Once again, we sincerely appreciate this discussion, which has provided us with a deeper understanding of this phenomenon.

b. The authors in their rebuttal accepts that they do not consider EB to a transcriptional regulator of Gluclα and the induction of Gluclα as a result of EB can best be considered as a secondary effect. But that is not reflected in the manuscript, particularly in the result section. Current state of writing implies EB up regulation of Gluclα to an important event that contributes majorly to the hypothesis. So much so that they have retained the schematic diagram (Fig. 5J) where EB -> Gluclα is drawn. Even the heading of the subsection says "EB-enhanced fecundity in BPHs is dependent on its molecular target protein, the Gluclα channel". As mentioned in the general points, it is not enough to have a good rebuttal written to the reviewer, the parent manuscript needs to reflect on the changes asked for.

Thank you for your comments. We have carefully addressed your suggestions and made corresponding revisions to the manuscript.

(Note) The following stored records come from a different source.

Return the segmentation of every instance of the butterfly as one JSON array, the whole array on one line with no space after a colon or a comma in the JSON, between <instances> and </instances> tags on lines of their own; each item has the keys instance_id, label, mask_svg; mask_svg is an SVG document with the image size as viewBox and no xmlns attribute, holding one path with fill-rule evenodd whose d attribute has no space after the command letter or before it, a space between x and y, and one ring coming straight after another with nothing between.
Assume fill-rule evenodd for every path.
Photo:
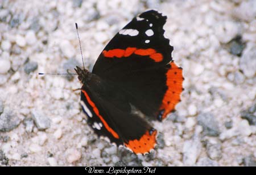
<instances>
[{"instance_id":1,"label":"butterfly","mask_svg":"<svg viewBox=\"0 0 256 175\"><path fill-rule=\"evenodd\" d=\"M98 136L136 154L154 148L157 131L134 109L161 121L184 90L182 69L172 60L174 48L164 37L166 19L155 10L139 14L110 40L92 72L75 69L89 125Z\"/></svg>"}]
</instances>

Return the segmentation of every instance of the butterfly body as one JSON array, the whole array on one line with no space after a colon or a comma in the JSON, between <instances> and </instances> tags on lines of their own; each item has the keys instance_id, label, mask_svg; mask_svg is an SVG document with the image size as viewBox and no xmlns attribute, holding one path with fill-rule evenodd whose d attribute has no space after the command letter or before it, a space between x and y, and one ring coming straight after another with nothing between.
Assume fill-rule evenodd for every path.
<instances>
[{"instance_id":1,"label":"butterfly body","mask_svg":"<svg viewBox=\"0 0 256 175\"><path fill-rule=\"evenodd\" d=\"M180 101L182 69L172 60L173 47L163 36L166 16L151 10L134 18L100 54L92 72L75 69L81 104L98 136L145 153L157 131L133 108L162 121Z\"/></svg>"}]
</instances>

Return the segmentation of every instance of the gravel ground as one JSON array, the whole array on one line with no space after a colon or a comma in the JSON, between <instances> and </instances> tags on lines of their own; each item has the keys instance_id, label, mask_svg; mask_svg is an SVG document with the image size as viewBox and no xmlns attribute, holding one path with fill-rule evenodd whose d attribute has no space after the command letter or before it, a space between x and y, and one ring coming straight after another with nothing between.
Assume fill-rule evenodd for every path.
<instances>
[{"instance_id":1,"label":"gravel ground","mask_svg":"<svg viewBox=\"0 0 256 175\"><path fill-rule=\"evenodd\" d=\"M0 1L0 165L256 166L256 1ZM76 77L134 15L168 16L165 35L185 91L155 150L135 155L98 139Z\"/></svg>"}]
</instances>

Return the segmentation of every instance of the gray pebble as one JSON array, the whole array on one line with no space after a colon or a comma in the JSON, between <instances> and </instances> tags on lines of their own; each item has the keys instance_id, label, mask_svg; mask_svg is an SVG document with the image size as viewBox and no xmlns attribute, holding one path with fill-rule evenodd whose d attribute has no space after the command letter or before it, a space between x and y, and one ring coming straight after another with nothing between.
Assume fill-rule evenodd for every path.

We fully acknowledge the reviewer's valid concern. In this revised manuscript, “However, we do not propose that EB is a direct transcriptional regulator of Gluclα, since EB and other avermectins are known to alter the channel conformation and thus their function (Wolstenholme, 2012; Wu et al., 2017). Thus, it is likely that the observed increase in Gluclα transcipt is a secondary effect downstream of EB signaling.” (Line 625-629). We agree that the original presentation in the manuscript, particularly within the Results section, did not adequately reflect this nuance and could be misinterpreted as suggesting a direct regulatory role for EB on Gluclα transcription.

Regarding Fig. 5J, we have removed the figure and all mentions of Fig. 5J and its legend in the revised manuscript.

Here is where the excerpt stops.